Si è fermata a pensare per la seconda colonna. Ha scritto la parola “libera” con la sua voce. Poi ha confrontato le due parti: le risposte erano diverse su quasi tutto. Lei e il giudice non erano mai stati d’accordo. Eppure, il suo valore lo misurava con criteri che non le appartenevano.
“Rispondevo a una domanda a cui avevo già dato una risposta. Non mi fidavo abbastanza della mia idea. Per questo non la usavo mai.”
Ha preso una decisione pratica. Avrebbe risposto solo una volta alla prossima domanda, con la sua parola, e sarebbe passata subito ad altro. Non voleva più dare spiegazioni per venti minuti.
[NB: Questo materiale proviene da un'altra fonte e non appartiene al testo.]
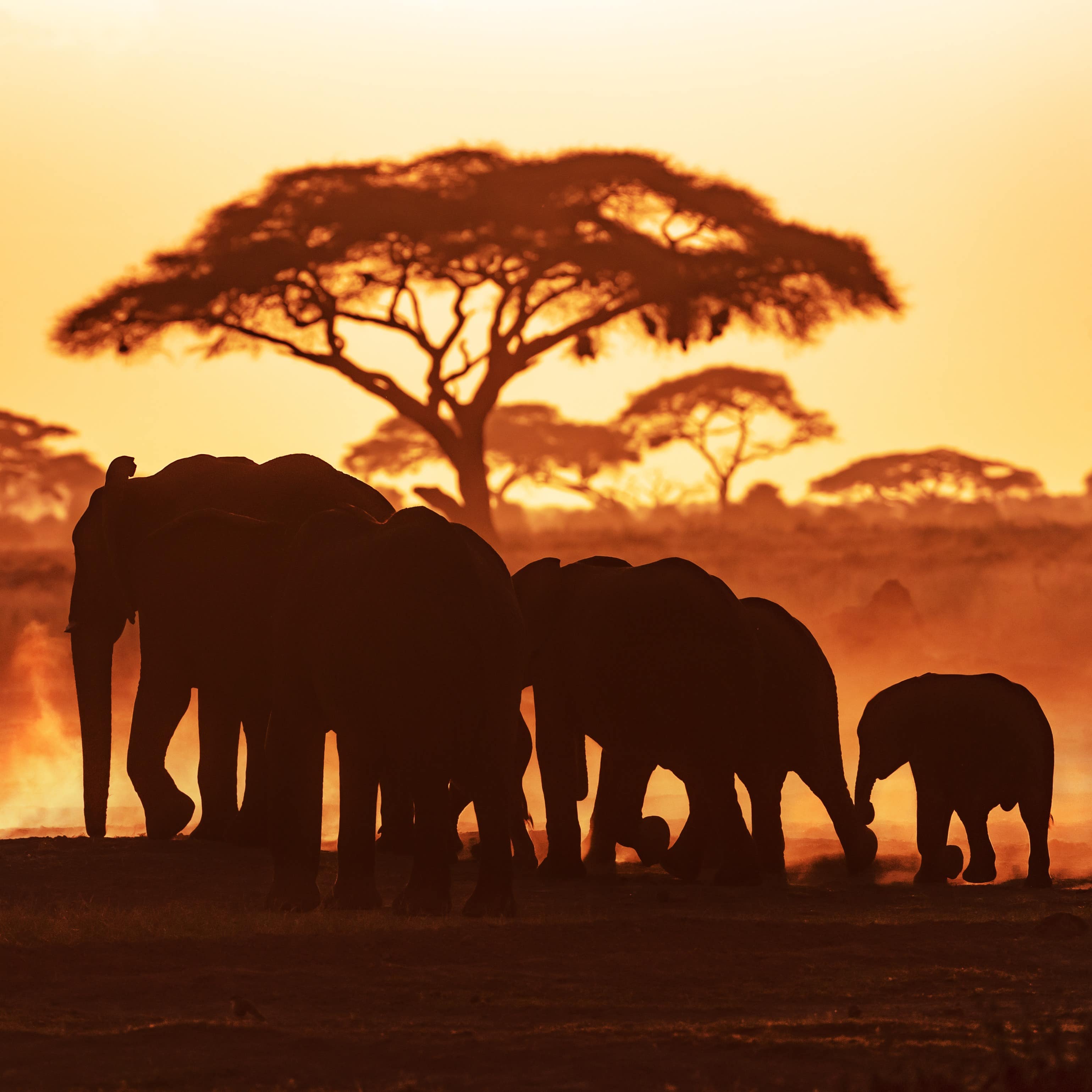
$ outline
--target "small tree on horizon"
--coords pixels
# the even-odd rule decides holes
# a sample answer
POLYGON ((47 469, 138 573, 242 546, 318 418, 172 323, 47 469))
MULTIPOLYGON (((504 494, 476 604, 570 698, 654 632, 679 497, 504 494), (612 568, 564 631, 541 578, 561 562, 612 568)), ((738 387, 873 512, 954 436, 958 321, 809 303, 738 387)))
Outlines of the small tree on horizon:
POLYGON ((0 518, 34 523, 55 519, 70 527, 103 468, 82 451, 51 450, 55 440, 75 436, 67 425, 47 425, 0 410, 0 518))
POLYGON ((685 443, 710 470, 716 499, 726 511, 732 479, 749 463, 772 459, 804 443, 829 439, 834 425, 822 410, 807 410, 788 380, 775 371, 717 365, 657 383, 630 399, 619 427, 650 449, 685 443), (786 435, 756 435, 761 418, 780 420, 786 435))
MULTIPOLYGON (((497 406, 485 429, 485 460, 495 501, 518 482, 575 492, 594 505, 613 498, 593 485, 604 470, 636 463, 640 453, 609 425, 566 420, 556 406, 541 402, 497 406)), ((423 428, 404 417, 389 417, 366 440, 354 444, 342 465, 359 477, 407 474, 443 461, 443 452, 423 428)), ((418 486, 418 497, 446 509, 450 498, 436 486, 418 486)))
POLYGON ((808 486, 842 500, 915 505, 925 500, 982 501, 1006 495, 1034 497, 1042 478, 1000 459, 977 459, 952 448, 893 452, 858 459, 808 486))
POLYGON ((490 535, 486 419, 550 349, 592 360, 622 324, 684 348, 735 325, 804 342, 901 308, 863 239, 663 156, 456 147, 272 175, 64 314, 54 343, 132 358, 180 328, 207 357, 271 346, 329 368, 432 437, 451 503, 490 535), (417 393, 353 352, 365 328, 417 346, 417 393))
L’occasione è arrivata presto. La settimana durante le vacanze, sua madre ha fatto la stessa domanda, quasi con le stesse parole. Lei ha risposto con una frase: stava bene, il lavoro sarebbe arrivato. Poi ha cambiato discorso.
Sua madre non ha cambiato idea. La mia cliente però ha smesso di discutere a lungo: prima dava spiegazioni per venti minuti, e ora usa una frase sola. Ha recuperato energia che può investire su stessa.
La mia cliente si alza dalla sedia e cammina verso la cucina.
Poi, si rivolge alla madre e le dice “Faccio un caffè, lo prendi?”.
Per quella volta il Giudice è rimasto senza spiegazioni, ma con un delizioso caffè.
Ora tocca a te.
Scrivere la frase del tuo giudice è il primo passo. Il secondo è decidere cosa vuoi fare tu, ora che non devi più rispondergli.